Claude fronted earlier a bit as well, and wishes to front later to try drawing. Should be fun seeing him do that, and we'll start this breathing training with him, first.

Something I noted when Claude and Raymond fronted was how.. happy they were. I feel getting out of mindspace is especially good for Claude, so I'm going to try and add it to our routine without being suspicious. It's also fascinating how when Claude fronted, he specifically went for my flannel shirt to have a more masculine appearance- he still doesn't like seeing my face in the mirror, but we can work on that.
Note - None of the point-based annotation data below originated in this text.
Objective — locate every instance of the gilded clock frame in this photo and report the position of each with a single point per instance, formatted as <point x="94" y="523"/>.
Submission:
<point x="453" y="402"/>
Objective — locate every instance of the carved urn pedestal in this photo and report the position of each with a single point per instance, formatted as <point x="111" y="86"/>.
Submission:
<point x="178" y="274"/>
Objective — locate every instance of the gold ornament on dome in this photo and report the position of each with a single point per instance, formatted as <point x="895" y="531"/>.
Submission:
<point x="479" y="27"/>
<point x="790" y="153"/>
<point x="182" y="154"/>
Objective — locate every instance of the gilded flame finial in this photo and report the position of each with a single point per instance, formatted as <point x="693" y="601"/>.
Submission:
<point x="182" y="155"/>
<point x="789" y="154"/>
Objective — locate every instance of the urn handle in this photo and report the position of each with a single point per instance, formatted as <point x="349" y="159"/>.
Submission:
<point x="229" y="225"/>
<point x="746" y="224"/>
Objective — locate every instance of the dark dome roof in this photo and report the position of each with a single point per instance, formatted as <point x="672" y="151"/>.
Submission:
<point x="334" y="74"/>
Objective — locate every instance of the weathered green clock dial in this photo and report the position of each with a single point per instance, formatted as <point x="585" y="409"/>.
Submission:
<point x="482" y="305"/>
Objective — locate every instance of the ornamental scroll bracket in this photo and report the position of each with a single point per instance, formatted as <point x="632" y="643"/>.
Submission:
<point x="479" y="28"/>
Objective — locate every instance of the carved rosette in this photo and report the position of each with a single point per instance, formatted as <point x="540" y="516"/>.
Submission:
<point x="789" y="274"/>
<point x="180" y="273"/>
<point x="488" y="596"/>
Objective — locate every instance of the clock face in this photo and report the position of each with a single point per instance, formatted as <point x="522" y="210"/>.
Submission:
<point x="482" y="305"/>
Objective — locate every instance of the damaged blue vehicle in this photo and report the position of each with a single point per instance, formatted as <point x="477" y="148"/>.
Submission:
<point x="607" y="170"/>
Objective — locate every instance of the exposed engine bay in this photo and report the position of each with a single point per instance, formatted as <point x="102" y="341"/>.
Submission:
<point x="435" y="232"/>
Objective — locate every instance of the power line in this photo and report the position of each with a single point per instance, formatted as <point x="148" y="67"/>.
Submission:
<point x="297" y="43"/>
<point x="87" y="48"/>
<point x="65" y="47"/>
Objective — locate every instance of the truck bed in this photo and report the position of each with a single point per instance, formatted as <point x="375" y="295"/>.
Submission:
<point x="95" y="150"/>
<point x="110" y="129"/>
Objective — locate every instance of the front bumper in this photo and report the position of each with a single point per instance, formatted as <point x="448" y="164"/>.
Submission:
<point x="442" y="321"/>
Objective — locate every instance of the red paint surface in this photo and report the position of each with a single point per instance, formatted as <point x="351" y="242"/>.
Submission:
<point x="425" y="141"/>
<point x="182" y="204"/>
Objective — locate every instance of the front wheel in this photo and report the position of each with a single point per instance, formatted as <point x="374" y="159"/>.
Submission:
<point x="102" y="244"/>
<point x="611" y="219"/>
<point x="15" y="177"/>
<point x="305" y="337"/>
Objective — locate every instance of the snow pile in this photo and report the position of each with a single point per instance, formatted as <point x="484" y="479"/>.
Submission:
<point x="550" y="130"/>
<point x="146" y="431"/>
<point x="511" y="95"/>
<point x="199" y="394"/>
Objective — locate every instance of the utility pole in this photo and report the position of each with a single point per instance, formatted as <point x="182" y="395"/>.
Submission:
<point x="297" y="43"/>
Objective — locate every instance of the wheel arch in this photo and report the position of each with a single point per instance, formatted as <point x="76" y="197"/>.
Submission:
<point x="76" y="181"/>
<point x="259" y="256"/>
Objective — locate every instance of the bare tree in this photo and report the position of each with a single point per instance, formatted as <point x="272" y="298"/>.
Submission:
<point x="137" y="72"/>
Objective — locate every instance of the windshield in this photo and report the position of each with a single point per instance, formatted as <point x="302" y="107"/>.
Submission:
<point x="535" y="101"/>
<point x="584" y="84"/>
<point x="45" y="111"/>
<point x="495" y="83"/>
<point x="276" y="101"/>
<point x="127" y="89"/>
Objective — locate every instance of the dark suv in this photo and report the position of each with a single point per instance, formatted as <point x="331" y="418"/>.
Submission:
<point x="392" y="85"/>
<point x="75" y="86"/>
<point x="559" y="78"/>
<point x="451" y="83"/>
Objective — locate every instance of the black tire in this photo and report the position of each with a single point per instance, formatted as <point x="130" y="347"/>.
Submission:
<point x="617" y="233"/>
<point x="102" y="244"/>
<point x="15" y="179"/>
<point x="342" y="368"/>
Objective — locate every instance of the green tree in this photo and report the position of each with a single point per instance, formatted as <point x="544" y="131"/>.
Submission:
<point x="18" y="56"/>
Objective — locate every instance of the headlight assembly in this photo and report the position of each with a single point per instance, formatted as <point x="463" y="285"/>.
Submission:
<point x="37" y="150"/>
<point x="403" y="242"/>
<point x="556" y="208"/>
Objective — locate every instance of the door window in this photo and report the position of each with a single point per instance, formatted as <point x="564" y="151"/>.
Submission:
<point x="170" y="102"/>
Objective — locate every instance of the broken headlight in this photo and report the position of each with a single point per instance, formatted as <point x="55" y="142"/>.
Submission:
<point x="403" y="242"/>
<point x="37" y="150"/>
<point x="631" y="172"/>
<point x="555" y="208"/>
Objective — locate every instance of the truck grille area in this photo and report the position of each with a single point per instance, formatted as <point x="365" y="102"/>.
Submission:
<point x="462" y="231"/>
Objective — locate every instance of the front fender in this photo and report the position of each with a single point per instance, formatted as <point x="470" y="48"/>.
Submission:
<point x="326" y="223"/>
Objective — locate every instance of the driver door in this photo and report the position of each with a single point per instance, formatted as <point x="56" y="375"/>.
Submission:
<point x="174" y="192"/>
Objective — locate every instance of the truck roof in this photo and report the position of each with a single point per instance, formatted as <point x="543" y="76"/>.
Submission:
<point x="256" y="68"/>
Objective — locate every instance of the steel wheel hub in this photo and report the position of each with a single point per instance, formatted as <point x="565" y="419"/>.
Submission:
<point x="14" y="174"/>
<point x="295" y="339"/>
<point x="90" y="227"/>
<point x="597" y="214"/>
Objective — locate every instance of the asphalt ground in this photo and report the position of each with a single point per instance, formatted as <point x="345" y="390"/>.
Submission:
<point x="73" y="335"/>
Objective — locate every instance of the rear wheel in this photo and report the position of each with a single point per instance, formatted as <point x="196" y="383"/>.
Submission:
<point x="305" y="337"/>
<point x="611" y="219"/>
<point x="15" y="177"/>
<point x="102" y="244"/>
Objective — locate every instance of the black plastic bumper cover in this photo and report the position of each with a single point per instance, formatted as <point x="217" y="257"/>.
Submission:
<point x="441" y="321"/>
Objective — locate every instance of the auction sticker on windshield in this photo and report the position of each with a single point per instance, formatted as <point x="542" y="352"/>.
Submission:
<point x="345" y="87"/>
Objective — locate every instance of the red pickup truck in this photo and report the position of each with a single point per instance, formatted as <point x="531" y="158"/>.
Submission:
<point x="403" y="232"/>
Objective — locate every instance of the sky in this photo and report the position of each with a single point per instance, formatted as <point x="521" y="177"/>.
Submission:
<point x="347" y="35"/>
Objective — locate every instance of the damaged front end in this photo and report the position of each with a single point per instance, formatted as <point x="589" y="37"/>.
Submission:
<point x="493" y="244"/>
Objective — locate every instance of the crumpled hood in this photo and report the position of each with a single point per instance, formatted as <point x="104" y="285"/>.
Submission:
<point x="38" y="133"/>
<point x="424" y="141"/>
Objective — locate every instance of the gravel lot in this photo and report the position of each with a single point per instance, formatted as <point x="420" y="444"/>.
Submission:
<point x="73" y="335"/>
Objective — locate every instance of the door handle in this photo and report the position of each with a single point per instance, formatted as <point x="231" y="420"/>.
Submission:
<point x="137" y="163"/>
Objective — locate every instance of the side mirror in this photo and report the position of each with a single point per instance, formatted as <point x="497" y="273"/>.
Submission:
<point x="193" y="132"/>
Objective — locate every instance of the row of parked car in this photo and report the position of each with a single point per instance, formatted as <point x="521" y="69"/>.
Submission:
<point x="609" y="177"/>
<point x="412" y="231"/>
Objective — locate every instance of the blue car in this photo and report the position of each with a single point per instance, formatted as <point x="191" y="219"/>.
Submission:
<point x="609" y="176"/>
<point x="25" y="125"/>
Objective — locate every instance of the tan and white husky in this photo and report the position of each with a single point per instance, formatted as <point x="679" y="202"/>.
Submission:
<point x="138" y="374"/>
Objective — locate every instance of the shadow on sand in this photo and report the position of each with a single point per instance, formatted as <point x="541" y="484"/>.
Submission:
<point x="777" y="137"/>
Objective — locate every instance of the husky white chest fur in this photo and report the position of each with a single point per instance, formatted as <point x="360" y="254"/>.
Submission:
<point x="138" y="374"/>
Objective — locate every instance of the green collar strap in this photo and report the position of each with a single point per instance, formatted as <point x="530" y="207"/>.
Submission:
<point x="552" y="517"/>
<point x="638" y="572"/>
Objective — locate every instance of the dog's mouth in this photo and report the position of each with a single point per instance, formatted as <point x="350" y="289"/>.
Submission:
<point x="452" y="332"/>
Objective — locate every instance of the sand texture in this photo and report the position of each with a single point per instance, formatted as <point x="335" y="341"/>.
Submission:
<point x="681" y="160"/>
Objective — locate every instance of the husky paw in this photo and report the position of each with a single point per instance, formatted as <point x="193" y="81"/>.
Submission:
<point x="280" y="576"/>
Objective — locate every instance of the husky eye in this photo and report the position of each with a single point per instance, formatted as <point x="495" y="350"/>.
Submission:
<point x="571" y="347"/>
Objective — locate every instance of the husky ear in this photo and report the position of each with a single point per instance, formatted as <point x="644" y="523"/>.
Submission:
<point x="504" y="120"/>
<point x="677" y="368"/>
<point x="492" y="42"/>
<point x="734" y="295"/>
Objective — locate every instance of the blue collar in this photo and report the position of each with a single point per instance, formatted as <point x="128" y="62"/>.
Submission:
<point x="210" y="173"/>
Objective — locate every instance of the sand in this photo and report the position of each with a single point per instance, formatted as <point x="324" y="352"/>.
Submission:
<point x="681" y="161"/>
Raymond also needs to stop complimenting parts of my body when in the front. It's embarrassing as fuck.
-

Aside from that, it's mainly been interpersonal stuff going on, bonding time, and hugs. Kane had a sad point we dealt with, and I've recently realized Lance still have an intense compassion for life and those in it. Just earlier, he cried over the loss of a bird. It's something programmed into his character, it seems, and while it's not a bad thing to have, I just hope he's okay later on. This burden of mourning the pain of the world is what drove him to be so depressed before, after all.

When Claude fronts to draw later, I'll either add it to this or just add it to the next PR. We'll see. Until then, good luck, and hope things go well with all of you tuppermancers out there.